Quer-me pois parecer, mas devo estar pouco acompanhado no raciocínio, que se aumentássemos a produção de bens no sector primário (que a UE nos tem pago para abandonarmos – e os nossos políticos diligentemente apoiaram), que a receita no turismo seria bem mais elevada (só para referir este ponto). Ou não seria?
Por isso, ao desconsolo em ver os campos abandonados, cheios de ruínas, as árvores desfeitas e muita erva daninha, junta-se a incompreensão e revolta, por tanta idiotice feita.
Israel, com 20770 Km2 – dos quais apenas cerca de 15% é terra arável e desta somente 2.250 Km2, é irrigada, consegue albergar 7.5 milhões de habitantes.

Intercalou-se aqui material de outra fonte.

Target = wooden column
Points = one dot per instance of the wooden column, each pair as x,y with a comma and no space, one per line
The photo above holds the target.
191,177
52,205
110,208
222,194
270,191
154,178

Porém, não deixa construir em terrenos de aptidão agrícola e desenvolveu ao máximo a tecnologia na agricultura, produzindo laranjas, por ex.,que são hoje mais afamadas no mundo, do que as produzidas no Algarve, já apreciadas desde a ocupação muçulmana, mas que agora jazem no chão por não ser rentável apanhá-las!
O Algarve, com 5412 Km2 e uma população residente de cerca de 450.000 almas (cerca de 40000 estrangeiros, sendo 38% de leste, 35% da EU e 27% PALOP e Brasil a maior representação relativa em todas as províncias portuguesas, mais de 6%); com um dos melhores climas do mundo; consideráveis recursos hidrológicos; uma costa farta em recursos marinhos e boas condições para a aquacultura; milhares de hectares (mais do que Israel), com apetência agrícola, florícola e silvícola, perfeitamente compatíveis com explorações pecuárias complementares, está no estado de que apenas demos uma ténue imagem.
Em Israel as dificuldades aguçaram o engenho; no Algarve, aparentemente, a abundância fez o “gado burro”.
3 comentários:
Muita pena... lamentavelmente, é aquilo em nos transformaram, com golpadas militares, truques e magia politiqueira num elaborado cenário de embuste social.
Não acredito que a história, algum dia, venha a relatar, com verdade, a vilania dos autores desta nossa incontornável desgraça.
Respeitosos cumprimentos
Meu caro Ten.Coronel.
Onde é que o meu caro amigo viveu os últimos cinquenta anos?
Na lua ou em marte?
Na terra não deve ter vivido, e muito menos em Portugal.
Então você não sabe que só os camelos e os burros é que vão de férias p´ró Algarve?
A malta agora vai é para as Caraíbas...que apesar dos tufões estão bem mais conservadas que o Algarve.
Manuel J.M.Talhinhas
Ai AMIGO... se fossem só os burros... o pior são os presidentes e a outra canalha que por ali foi ficando!